Они засмеялись. Я тоже улыбнулся.
- А вы, Виктор Семёнович, - спрашивает Рустам, - довольны жизнью?
Странный вопрос. Прямой такой, по-восточному.
- В целом... да. Работа есть, квартира. Книги вот. Студенты, правда, с каждым годом всё хуже. Не читают ничего.
- А семья?
- Развёлся десять лет назад. Сын в Америке, программист. Раз в год созваниваемся.
Помолчали. Рустам наливает ещё чаю.
- У меня трое детей, - говорит. - Старшая в медицинский поступила. Здесь, в Москве. На бюджет. Гордость моя.
- Поздравляю, - искренне говорю.
- Спасибо. Может, она сможет тем заниматься, чем хочет. Не как мы.
На следующий день работали молча. Но тишина была другая - не чужая, а... рабочая что ли. Я даже дверь кабинета не закрывал.
В обед Рустам постучался:
- Виктор Семёнович, можно вопрос? Профессиональный.
- Конечно.
- Вы Достоевского упоминали. Как думаете, его идея о том, что "красота спасёт мир" - это метафора или он буквально имел в виду?
Я отложил ручку.
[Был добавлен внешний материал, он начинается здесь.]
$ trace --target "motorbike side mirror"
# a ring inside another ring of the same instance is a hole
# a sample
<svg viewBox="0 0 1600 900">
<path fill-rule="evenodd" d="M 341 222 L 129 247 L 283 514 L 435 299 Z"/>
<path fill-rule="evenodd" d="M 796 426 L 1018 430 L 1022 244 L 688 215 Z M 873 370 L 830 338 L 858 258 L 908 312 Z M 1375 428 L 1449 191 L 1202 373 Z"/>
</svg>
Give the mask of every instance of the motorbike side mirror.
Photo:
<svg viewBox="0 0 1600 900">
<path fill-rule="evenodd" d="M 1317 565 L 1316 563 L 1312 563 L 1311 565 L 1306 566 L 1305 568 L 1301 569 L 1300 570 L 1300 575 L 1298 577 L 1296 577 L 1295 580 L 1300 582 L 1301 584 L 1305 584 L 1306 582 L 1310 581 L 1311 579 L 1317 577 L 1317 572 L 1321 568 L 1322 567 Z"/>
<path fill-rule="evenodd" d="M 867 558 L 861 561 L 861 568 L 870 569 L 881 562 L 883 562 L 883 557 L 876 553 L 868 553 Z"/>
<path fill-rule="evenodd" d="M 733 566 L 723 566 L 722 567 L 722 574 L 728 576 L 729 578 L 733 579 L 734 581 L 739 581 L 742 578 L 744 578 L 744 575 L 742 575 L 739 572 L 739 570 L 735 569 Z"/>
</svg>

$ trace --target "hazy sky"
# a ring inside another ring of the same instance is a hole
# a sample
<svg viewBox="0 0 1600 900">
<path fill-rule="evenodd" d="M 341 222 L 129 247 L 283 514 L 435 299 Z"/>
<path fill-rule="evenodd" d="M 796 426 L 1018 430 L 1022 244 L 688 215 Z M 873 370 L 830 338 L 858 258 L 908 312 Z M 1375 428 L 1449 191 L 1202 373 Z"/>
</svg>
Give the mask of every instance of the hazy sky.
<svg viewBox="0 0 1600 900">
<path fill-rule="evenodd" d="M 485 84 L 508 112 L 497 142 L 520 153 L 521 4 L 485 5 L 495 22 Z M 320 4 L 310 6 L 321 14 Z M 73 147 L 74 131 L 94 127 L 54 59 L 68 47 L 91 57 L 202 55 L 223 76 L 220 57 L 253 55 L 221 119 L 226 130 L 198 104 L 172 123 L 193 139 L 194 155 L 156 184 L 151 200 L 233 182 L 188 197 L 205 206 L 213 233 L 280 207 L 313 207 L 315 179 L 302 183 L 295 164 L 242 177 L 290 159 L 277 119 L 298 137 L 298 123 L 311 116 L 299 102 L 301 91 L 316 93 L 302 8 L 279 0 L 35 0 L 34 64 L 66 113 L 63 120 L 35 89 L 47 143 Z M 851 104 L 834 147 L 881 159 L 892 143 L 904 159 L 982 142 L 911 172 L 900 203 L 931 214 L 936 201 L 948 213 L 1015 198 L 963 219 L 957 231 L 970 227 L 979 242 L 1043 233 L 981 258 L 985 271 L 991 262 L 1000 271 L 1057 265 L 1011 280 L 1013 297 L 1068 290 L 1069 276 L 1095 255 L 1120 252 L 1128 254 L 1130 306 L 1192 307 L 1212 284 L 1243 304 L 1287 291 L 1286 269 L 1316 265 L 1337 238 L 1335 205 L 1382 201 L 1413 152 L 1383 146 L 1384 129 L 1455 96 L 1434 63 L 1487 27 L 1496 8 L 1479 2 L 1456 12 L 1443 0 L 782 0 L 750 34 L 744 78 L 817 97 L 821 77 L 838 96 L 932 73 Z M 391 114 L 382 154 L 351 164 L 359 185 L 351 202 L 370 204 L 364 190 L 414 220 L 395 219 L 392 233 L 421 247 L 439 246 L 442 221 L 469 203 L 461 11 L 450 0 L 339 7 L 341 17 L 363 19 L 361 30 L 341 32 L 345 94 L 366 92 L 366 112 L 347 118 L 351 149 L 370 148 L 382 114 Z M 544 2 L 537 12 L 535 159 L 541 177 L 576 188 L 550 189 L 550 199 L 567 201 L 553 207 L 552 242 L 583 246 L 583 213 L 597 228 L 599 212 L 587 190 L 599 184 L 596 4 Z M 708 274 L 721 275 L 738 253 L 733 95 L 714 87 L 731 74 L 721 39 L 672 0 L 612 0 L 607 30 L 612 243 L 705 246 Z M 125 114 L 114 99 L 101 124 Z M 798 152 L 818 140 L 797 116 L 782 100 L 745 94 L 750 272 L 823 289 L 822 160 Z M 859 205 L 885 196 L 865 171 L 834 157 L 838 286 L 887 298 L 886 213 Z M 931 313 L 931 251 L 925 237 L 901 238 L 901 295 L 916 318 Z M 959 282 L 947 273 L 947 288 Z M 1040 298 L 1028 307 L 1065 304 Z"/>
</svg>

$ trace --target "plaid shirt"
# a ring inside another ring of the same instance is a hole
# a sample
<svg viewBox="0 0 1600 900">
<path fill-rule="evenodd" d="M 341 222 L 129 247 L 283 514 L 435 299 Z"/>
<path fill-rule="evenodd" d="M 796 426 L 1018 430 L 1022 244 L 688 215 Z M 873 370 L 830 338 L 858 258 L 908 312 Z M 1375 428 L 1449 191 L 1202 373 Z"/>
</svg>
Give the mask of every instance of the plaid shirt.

Вот так вопрос.
- Садитесь, Рустам. Это долгий разговор.
И мы говорили. Час говорили. О Достоевском, о красоте, о спасении. Он цитировал Платона, я - Бердяева. Спорили о Мышкине, о Раскольникове.
Фархад с Мирзо заглядывали:
- Обедать будете?
- Идите без нас, - отмахнулся Рустам.
К вечеру я достал коньяк. Армянский, пятизвёздочный.
- Я знаю, вы не пьёте. Но это же... для разговора. По чуть-чуть.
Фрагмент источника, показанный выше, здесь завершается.